The lead author of this study was Britton Trabert, PhD, from the Hormonal and Reproductive Epidemiology Branch in the Division of Cancer Epidemiology and Genetics at the National Cancer Institute in Bethesda, Maryland.

This research included data from 12 previously published studies on the connection between ovarian cancer and the use of aspirin, non-aspirin NSAIDs and acetaminophen. All previous studies were published between 1992 and 2007.

The current research included 7,776 participants with ovarian cancer and 11,843 control participants without ovarian cancer.

Of the entire study population, 18 percent reported using aspirin regularly (at least once per week), 24 percent reported using non-aspirin NSAIDs regularly, and 16 percent reported using acetaminophen regularly.

Overall, the participants who reported regular aspirin use had a 9 percent decreased risk of developing ovarian cancer compared to participants who did not take aspirin regularly.

Seven of the studies included information on the specific frequency of use. The researchers found that the risk of ovarian cancer — as determined by these studies — was reduced by 20 percent for participants who used aspirin daily compared with participants who did not use aspirin daily.

Three of the studies focused on daily low-dose aspirin use of less than 100 milligrams per day. The findings of these studies revealed a 34 percent reduced risk of ovarian cancer associated with daily low-dose aspirin usage.

Dr. Trabert and team determined that regular usage of non-aspirin NSAIDs reduced the risk of ovarian cancer by 10 percent compared to the participants who did not take non-aspirin NSAIDs regularly; although, this finding was not statistically significant.

However, the participants who reported regularly using high-dose non-aspirin NSAIDs of 500 milligrams per day or more were 24 percent less likely to develop ovarian cancer compared to the participants who did not use high-dose non-aspirin NSAIDs daily.

The researchers determined that there was no significant association between regular acetaminophen use and the risk of ovarian cancer.

Further research is needed on the connection between ovarian cancer prevention and aspirin use.
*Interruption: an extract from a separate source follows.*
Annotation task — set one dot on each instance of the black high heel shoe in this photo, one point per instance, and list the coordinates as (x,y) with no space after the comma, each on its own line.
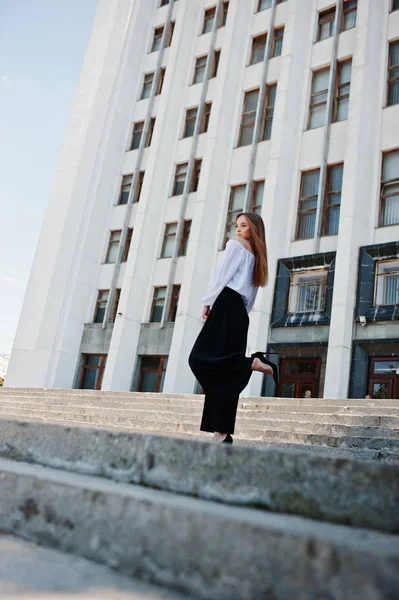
(262,357)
The authors mentioned a few limitations of this study. First, medication use was self-reported. Second, the definition of regular use may have varied between study populations. Third, data on frequency of use and dosage were not provided. Lastly, the researchers did not know why the participants were taking each medication.

Because risks of daily aspirin can include side effects such as gastrointestinal bleeding and hemorrhagic stroke, the authors cautioned that a daily aspirin regimen should only be started after discussing it with a physician.

This study was published on February 5 in the Journal of the National Cancer Institute.

The Intramural Research Program of the National Institutes of Health provided funding.